Où est la gloire dans ces meurtres ordonnés ?
http://voiretmanger.fr/sentiers-gloire-kubrick/
« A Charles-Augustin Ferriol , comte d'ARGENTAL.
Aux Délices, 28 août [1758]. 1
Me voilà rendu à mon ermitage des Délices, mon divin ange, après un voyage à la cour palatine, aussi agréable qu'il était nécessaire. Votre lettre, qui m'attendait, redouble le seul chagrin que je puisse avoir, en m'ôtant l'espérance de vous embrasser. Les tantes 2 et les débarbouillées sont donc d'étranges personnes . Il ne faut pas songer à réformer des têtes aussi mal faites. D'ailleurs, mes établissements et les dépenses considérables que j'y ai faites ne me permettent pas de me transplanter. J'avais voulu acheter une terre, uniquement dans la vue d'avoir un bien solide que je pusse laisser à mes héritiers, comptant fort peu sur la nature des autres biens qui peuvent périr en un jour; mais cela est encore aussi difficile que de faire entendre raison à des dévotes.3
Je me flatte que votre ami 4 a parlé de lui-même, je serais fâché qu'on crût que je l'ai prié de faire cette démarche; mais je n'en aurais pas moins d'obligation à vos bontés et aux siennes. Vous avez donc aussi des coliques, mon respectable ami ! Ce serait bien le cas de venir consulter Tronchin, en dépit des tantes; mais ces mêmes coliques vous empêchent de venir dans le temple d'Épidaure, et c'est ce qui me désespère. Je vous conjure de me mander des nouvelles de votre santé, ne me laissez pas sans consolation.

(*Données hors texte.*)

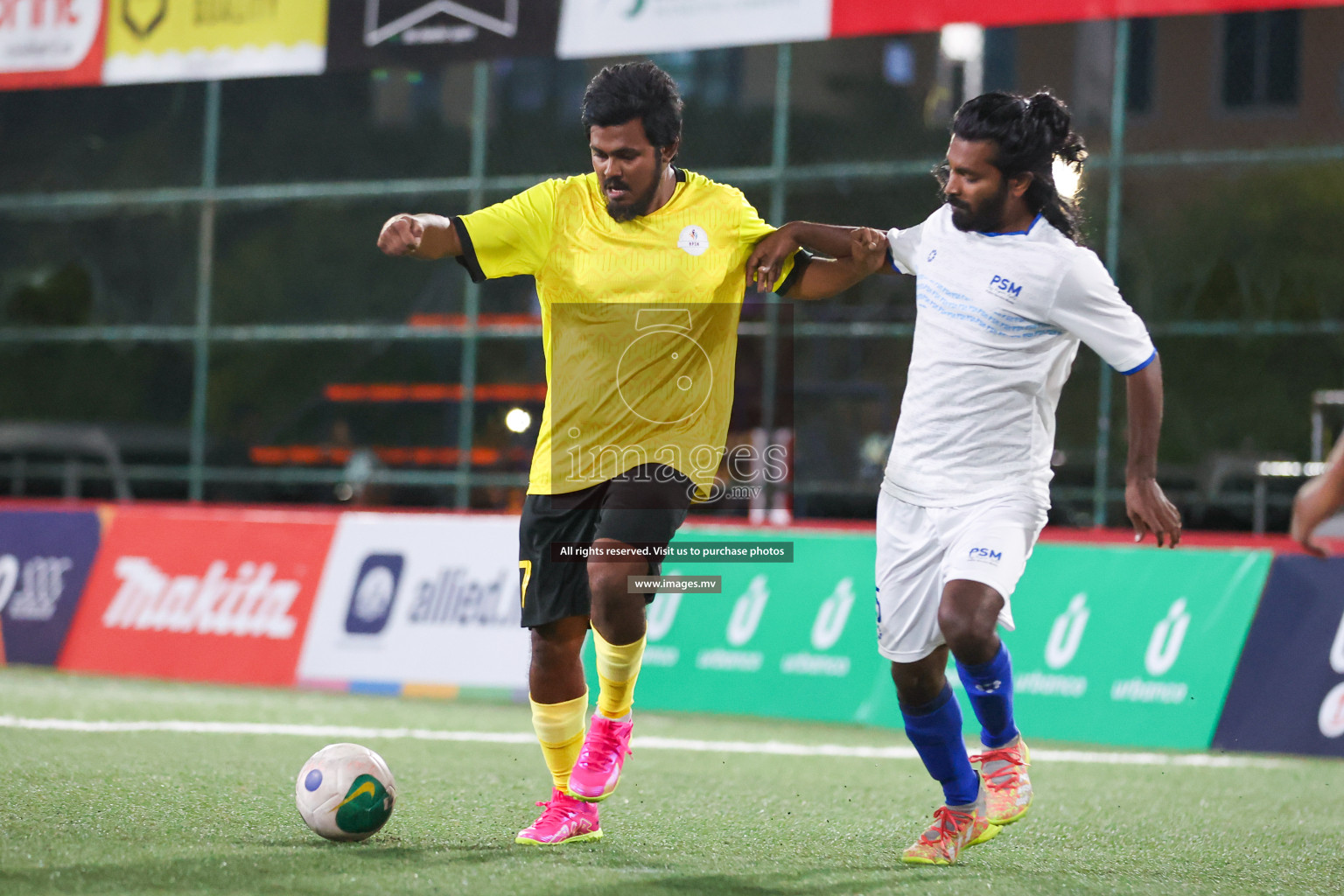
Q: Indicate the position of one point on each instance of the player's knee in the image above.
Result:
(608, 582)
(558, 642)
(965, 627)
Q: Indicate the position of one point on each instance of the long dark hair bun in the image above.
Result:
(1028, 132)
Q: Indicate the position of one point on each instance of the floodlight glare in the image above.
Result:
(518, 421)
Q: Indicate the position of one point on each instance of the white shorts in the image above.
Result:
(920, 550)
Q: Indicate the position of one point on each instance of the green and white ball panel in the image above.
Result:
(346, 792)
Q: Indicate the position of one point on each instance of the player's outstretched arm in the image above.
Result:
(766, 261)
(822, 277)
(1318, 500)
(429, 236)
(1145, 502)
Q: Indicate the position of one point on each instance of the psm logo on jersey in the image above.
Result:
(985, 555)
(1004, 288)
(375, 592)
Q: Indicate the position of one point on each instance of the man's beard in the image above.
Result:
(636, 207)
(987, 220)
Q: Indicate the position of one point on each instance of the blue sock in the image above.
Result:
(990, 688)
(934, 730)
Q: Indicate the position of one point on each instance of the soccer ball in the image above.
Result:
(346, 792)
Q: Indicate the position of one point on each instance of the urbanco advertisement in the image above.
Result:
(200, 594)
(1112, 645)
(423, 599)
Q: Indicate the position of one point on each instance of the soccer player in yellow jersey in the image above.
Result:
(640, 270)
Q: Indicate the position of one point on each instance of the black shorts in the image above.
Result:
(644, 506)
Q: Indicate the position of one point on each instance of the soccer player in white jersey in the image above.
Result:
(1004, 294)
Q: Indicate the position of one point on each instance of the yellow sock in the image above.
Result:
(617, 669)
(559, 727)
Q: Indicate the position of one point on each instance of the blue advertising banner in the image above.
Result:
(45, 562)
(1288, 693)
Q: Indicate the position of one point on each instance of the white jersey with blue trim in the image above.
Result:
(998, 326)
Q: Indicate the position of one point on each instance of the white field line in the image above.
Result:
(762, 747)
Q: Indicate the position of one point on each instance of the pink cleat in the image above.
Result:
(564, 821)
(598, 768)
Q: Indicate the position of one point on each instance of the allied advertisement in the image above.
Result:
(421, 599)
(421, 34)
(1288, 695)
(1112, 645)
(620, 27)
(45, 562)
(52, 43)
(200, 594)
(152, 40)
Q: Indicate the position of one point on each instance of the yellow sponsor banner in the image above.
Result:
(206, 39)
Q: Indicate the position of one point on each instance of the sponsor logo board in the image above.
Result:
(420, 598)
(200, 594)
(1130, 645)
(780, 640)
(150, 40)
(45, 562)
(374, 34)
(619, 27)
(1112, 645)
(1288, 695)
(52, 43)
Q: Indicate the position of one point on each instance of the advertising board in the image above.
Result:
(611, 27)
(421, 599)
(423, 34)
(150, 40)
(200, 594)
(45, 562)
(52, 43)
(1112, 645)
(1288, 695)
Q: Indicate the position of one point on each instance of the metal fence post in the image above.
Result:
(1115, 171)
(472, 293)
(779, 185)
(205, 276)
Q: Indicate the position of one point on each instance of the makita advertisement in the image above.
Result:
(200, 595)
(45, 560)
(1288, 695)
(418, 599)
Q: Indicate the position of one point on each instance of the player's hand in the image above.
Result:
(869, 248)
(1312, 507)
(767, 258)
(1150, 511)
(401, 235)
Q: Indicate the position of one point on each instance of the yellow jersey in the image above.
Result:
(639, 321)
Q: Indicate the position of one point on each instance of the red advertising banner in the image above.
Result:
(200, 594)
(852, 18)
(52, 43)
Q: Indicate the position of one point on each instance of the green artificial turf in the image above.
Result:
(214, 813)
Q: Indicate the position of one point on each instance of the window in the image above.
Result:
(1261, 58)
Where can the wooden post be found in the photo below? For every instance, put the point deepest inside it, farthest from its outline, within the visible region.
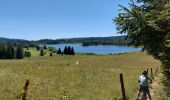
(152, 74)
(122, 86)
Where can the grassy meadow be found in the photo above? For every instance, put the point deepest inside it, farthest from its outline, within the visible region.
(96, 77)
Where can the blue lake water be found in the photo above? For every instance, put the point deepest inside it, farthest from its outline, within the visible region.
(99, 49)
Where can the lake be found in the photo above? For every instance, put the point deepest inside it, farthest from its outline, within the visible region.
(98, 49)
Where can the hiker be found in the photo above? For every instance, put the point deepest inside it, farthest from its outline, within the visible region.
(143, 81)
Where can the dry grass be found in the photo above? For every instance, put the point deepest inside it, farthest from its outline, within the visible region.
(59, 78)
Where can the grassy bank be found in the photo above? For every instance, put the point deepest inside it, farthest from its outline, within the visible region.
(96, 77)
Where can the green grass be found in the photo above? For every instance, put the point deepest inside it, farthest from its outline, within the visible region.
(59, 78)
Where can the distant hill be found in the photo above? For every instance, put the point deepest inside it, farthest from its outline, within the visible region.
(8, 40)
(113, 40)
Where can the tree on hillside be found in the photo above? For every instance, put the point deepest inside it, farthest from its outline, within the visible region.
(41, 52)
(59, 51)
(147, 23)
(27, 54)
(45, 47)
(51, 54)
(72, 51)
(19, 52)
(38, 48)
(69, 50)
(10, 52)
(66, 50)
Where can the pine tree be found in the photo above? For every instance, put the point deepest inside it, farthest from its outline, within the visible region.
(59, 51)
(41, 52)
(10, 52)
(45, 47)
(69, 50)
(19, 52)
(38, 48)
(51, 54)
(72, 51)
(66, 50)
(27, 54)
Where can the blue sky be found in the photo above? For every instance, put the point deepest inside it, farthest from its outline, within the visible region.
(53, 19)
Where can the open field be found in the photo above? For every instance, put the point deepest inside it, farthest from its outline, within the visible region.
(96, 77)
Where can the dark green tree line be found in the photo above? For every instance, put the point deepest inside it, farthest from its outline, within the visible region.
(147, 23)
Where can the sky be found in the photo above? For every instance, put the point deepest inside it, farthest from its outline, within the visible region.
(54, 19)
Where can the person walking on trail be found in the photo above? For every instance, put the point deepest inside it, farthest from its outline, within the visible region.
(143, 81)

Mme du Boccage vous a donc montré notre Femme qui a raison. Elle nous a amusés en Savoie mais il se pourrait, à toute force, que le goût des Parisiens fût un peu différent de celui des Savoyards. Mme Denis ne m'a point encore fait voir vos commentaires critiques. Je ne crois pas, en général, que Fanime et Mme Du Ru 5 soient des personnes bien merveilleuses: elles peuvent avoir quelque succès par le mérite des actrices mais entre le succès et la gloire la différence est grande. Je connais des armées et des généraux qui n'ont eu ni l'un ni l'autre. Toutes les pièces des Français sont aujourd'hui sifflées de l'Europe. On dit que nous n'avons ni auteurs, ni acteurs, ni argent pour payer les places. Nous voilà in fœce Romuli.6 Où est le temps où l'on donnait Iphigénie 7 au retour de la campagne de 1672 ?

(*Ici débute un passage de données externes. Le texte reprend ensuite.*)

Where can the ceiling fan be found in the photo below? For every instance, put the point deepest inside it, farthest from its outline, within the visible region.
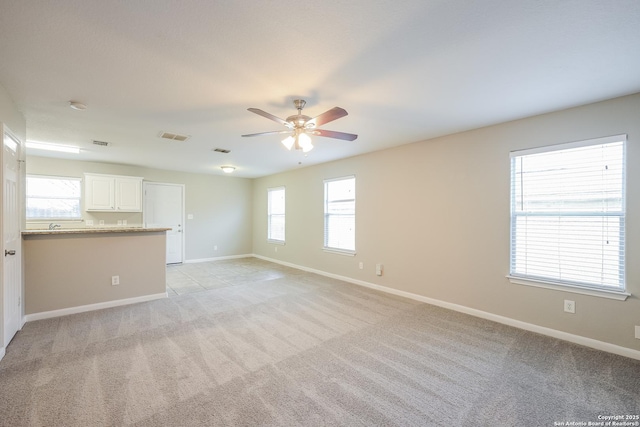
(299, 126)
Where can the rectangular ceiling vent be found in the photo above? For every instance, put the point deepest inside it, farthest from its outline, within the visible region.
(174, 136)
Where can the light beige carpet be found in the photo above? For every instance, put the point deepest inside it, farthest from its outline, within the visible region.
(273, 346)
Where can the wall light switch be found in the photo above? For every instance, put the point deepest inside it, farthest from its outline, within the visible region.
(379, 269)
(569, 306)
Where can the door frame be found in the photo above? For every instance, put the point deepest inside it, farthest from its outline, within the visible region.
(144, 211)
(20, 195)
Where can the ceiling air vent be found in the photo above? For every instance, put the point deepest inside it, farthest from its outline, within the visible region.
(174, 136)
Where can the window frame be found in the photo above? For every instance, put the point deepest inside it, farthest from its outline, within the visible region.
(270, 239)
(327, 215)
(601, 290)
(58, 178)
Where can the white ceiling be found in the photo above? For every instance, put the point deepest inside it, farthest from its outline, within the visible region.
(404, 70)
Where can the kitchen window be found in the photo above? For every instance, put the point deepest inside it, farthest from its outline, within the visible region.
(53, 198)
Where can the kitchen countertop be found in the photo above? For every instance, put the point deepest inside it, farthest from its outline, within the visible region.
(92, 230)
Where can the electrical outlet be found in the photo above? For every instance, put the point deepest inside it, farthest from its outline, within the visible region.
(379, 269)
(569, 306)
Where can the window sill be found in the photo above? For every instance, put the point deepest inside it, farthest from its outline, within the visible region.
(340, 251)
(602, 293)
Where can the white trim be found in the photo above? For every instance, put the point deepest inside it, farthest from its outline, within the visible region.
(565, 336)
(222, 258)
(184, 224)
(602, 293)
(570, 145)
(92, 307)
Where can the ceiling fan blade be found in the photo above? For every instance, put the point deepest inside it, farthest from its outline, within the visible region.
(275, 132)
(326, 117)
(334, 134)
(269, 116)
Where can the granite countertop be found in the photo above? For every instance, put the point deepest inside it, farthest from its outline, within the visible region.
(93, 230)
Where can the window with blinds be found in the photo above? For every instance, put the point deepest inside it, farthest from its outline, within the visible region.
(340, 215)
(276, 214)
(568, 214)
(53, 198)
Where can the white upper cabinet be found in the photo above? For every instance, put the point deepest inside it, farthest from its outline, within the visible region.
(112, 193)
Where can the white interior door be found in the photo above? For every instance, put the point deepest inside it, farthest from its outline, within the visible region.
(164, 207)
(12, 285)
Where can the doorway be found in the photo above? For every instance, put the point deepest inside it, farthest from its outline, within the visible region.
(164, 207)
(11, 238)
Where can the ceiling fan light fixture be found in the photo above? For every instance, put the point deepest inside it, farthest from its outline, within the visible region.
(304, 142)
(228, 169)
(288, 142)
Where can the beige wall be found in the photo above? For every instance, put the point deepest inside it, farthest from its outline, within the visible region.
(436, 214)
(221, 205)
(72, 270)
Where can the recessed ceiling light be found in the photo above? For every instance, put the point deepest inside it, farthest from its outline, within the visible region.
(77, 105)
(228, 169)
(52, 147)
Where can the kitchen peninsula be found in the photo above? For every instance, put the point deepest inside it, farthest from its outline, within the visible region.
(74, 270)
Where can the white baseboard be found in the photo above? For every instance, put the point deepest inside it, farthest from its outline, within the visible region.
(565, 336)
(91, 307)
(222, 258)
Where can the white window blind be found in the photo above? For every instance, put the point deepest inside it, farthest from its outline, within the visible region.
(276, 214)
(340, 214)
(50, 197)
(568, 214)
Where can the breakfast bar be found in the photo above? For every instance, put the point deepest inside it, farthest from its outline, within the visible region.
(75, 270)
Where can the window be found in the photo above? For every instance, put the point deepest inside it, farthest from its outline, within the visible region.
(340, 215)
(275, 214)
(568, 214)
(50, 197)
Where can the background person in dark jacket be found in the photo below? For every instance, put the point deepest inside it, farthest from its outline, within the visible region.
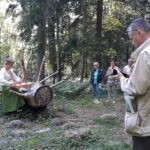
(96, 81)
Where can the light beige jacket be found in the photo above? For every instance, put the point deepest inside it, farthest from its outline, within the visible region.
(138, 85)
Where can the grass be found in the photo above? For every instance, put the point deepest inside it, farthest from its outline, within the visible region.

Il ne faut songer qu'à vivre dans la retraite et, si les choses continuent à aller du même train, on n'aura plus même de quoi y vivre. Comment se porte Mme d'Argental ? Mille tendres respects à tous les anges. Mme Denis et Mme de Fontaine vous font mille compliments; et moi, je suis pénétré de reconnaissance.
V.»
3 On peut penser que la lettre de d'Argental que nous ne connaissons pas, contenait quelque avis de Mme de Pompadour selon lequel le retour de V* en France serait mal accueilli . La tristesse de V* paraît évidente dans cette lettre qui parait même un peu décousue ; on a ici un moment important dans l'évolution de ses sentiments à l'égard de la patrie, marquant le début de son détachement.
4 Le chevalier de Chauvelin, qui portait le titre de marquis depuis son mariage.